L’ombre sans l’arbre

« Il existe un savoir qui n’est pas dans les livres. Il existe des expériences qu’on ne peut décrire avec des mots. Il y a une perception directe de la Réalité que l’homme est destiné à atteindre : c’est cela que je cherche… »

Cette série d’affirmations, qui exprime une aspiration en même temps qu’une assurance, revient maintes et maintes fois dans les lettres que je reçois et sur les lèvres de ceux qui viennent me voir.

Depuis vingt ans, j’y réponds par une série de questions, conçues pour mettre au jour la conception de la Réalité qui se cache derrière ces mots.

Les questions, qui se conforment au modèle soufi classique, sont en général de cette veine :

« Savez-vous reconnaître ce savoir non-verbal ? »

« Savez-vous que le savoir qui n’est pas dans les livres peut être obtenu au moyen des livres, considérés dans leur fonction instrumentale, et que cela rend les livres nécessaires ? »

« Ne vous est-il pas venu à l’idée que, lorsque vos perceptions se seront dévellopées, vous aurez alors les moyens de comprendre certains livres (c’est reconnaître la nécessité préalable des livres : ils dotent la pensée d’un cadre, de structures) ? »

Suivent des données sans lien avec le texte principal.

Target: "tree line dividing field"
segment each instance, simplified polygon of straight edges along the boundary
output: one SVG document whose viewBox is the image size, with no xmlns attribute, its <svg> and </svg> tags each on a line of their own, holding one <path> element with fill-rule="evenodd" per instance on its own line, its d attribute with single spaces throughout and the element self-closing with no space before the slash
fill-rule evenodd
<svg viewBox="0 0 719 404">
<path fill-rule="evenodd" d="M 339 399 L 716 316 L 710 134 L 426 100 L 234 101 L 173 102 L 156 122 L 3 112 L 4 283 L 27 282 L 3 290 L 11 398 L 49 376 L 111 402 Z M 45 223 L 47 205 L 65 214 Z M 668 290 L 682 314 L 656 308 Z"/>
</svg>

« Avez-vous jamais pensé, ou entendu dire, ou même soupçonné que les livres et les mots ont un rôle fonctionnel par-derrière leur usage intellectuel, factuel ou émotionnellement stimulant ? »

Dans une société axée sur le livre, rien n’est plus révélateur du progrès virtuel et réel d’un individu que son attitude à l’égard de la littérature.

Le fait est que moins d’un individu sur cinquante a une idée de ce que peut être l’ « usage » réel de la parole.

Jalaluddin Rumi, parlant des musulmans de son époque, disait : « un sur mille ». Le tableau du monde contemporain semble donc se présenter sous des couleurs plus favorables. Mais l’attitude grossière à l’égard de la parole, qui découle de la superficialité des croyances de la société actuelle à son sujet, sera sans aucun doute considérée à l’avenir comme comiquement barbare.

N’oubliez pas que pratiquement tous les grands soufis de l’époque classique ont travaillé avec des mots.

Demandez-vous pourquoi ?

Peut-être cherchez-vous l’ombrage et n’aimez-vous pas le soleil qui le produit. Très bien. Mais vous avez besoin du soleil, et l’arbre aussi pour faire de l’ombre.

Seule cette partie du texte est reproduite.